To assume this bull market’s gains are stolen from the future assumes markets today are pricing in what will happen over the next decade or three. But this isn’t how markets work. Short-term wiggles aside, markets move on investors’ expectations for the foreseeable future—12-18 months out. Anything further in the future is too unknowable. Stocks are incapable of valuing matters decades from now.
This isn’t just theoretical. Market movement comes from millions of people’s trading decisions—all based on their own beliefs, opinions, knowledge and expectations. With perhaps a few exceptions[i], those are based on what they know at any time. Consider the swingin’ 60s bull: by the “stocks are stealing” logic, stocks then might have priced in the tech boom. But how could markets discount the Internet when computers were bigger than your fridge, PCs weren’t even science fiction and calling long distance was a pricey hassle? What about the 1974-1980 bull market? If you believe stocks are stealing from the far future today, you’d have to accept stocks priced in the shale boom back then. At a time when people panicked over falling oil supply due to the Mideast embargo and most assumed US oil production was entering perma-decline? Rule 1: If stocks can’t see it, they can’t price it.
There is another fallacy at the heart of the dismal decade warnings: The notion markets are allotted a fixed amount of returns over time, and stocks are burning through ‘em early. But markets don’t have a ceiling—they rise higher over time with economic growth and the earnings of publicly traded firms. Potential gains are as limitless as the future itself. Nor do strong gains in one bull prevent another raging bull (or another or … ). Did the 80s bull—where the S&P 500 Price Level Index returned 229%—prevent the 90s from enjoying the biggest bull since 1931?[ii] Sure, the decade afterward the bull wasn’t phenomenal, but not because the law of averages mandated it. Rather, because that decade was bookended by two of history’s biggest bear markets—only one of which was a natural phenomenon.

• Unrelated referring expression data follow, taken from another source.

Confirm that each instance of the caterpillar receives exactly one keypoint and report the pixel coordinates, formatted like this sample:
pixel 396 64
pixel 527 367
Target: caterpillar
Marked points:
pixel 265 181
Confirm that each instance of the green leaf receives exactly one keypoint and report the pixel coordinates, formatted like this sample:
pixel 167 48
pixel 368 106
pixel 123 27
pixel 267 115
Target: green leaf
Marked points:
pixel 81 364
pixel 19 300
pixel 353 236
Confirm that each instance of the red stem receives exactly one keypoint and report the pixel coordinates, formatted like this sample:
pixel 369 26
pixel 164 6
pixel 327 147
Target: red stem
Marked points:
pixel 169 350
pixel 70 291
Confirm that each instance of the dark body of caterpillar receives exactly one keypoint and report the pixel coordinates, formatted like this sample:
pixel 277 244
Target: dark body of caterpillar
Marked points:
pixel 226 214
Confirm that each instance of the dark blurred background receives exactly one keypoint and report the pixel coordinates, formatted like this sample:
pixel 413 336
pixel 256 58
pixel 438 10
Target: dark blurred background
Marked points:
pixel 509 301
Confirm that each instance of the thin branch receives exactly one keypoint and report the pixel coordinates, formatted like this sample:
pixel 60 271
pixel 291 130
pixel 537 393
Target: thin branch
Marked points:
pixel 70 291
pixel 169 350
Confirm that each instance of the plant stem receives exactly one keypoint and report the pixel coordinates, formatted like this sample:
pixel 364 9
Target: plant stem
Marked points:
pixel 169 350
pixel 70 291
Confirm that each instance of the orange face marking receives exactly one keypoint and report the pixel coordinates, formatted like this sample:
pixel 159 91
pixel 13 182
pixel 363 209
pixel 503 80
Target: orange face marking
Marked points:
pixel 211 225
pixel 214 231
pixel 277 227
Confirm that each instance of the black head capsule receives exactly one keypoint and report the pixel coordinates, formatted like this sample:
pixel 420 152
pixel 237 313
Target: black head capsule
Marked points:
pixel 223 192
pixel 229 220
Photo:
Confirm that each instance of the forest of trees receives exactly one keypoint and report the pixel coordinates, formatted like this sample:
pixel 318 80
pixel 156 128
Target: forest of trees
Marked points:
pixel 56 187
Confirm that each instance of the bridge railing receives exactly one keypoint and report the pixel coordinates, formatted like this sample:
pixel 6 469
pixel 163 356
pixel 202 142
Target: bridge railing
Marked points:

Market cycles will always be with us—bulls and bears. We’ve seen a dozen of each since 1929 (this is bull #13). Investors typically get too giddy, overextend themselves, bid stocks too high and eventually pay the piper. Then the cycle turns and a new bull begins. Most of the time, bulls are bigger than bears—why stocks rise over time. The extremes of bulls and bears average out to long-term growth. All that we’ve seen in this cycle is a big bull that followed a big bear—that few expected a giant bull doesn’t make it unbelievably abnormal.
There is no reason to expect cycles to cease. Stocks’ long-term potential is as vast as technology’s unimaginable future wonders. What will they look like? Who knows! We, like markets, can’t imagine specifics. But we do know the building blocks—microprocessors, energy efficiency, computer memory, telecommunications and so much more—are getting better every day. With each small gain, there is potential for creative folks to dream up new products, companies and entire industries. That’s the story of our economy since the Industrial Revolution. It’s why the many gains of the 20th century happened. Yes, bear markets happened, too, but that’s normal. We’ll see more. But with technology not slowing down and the profit motive intact, there is no rational reason to think markets can’t continue rising over the very long term.
[i] Those exceptions being the irrational fears folks deal with near-constantly. Those are the source of short-term inefficiencies.
[ii] FactSet, as of 12/2/2013. S&P 500 Price Level Returns, 08/12/1982-08/25/1987.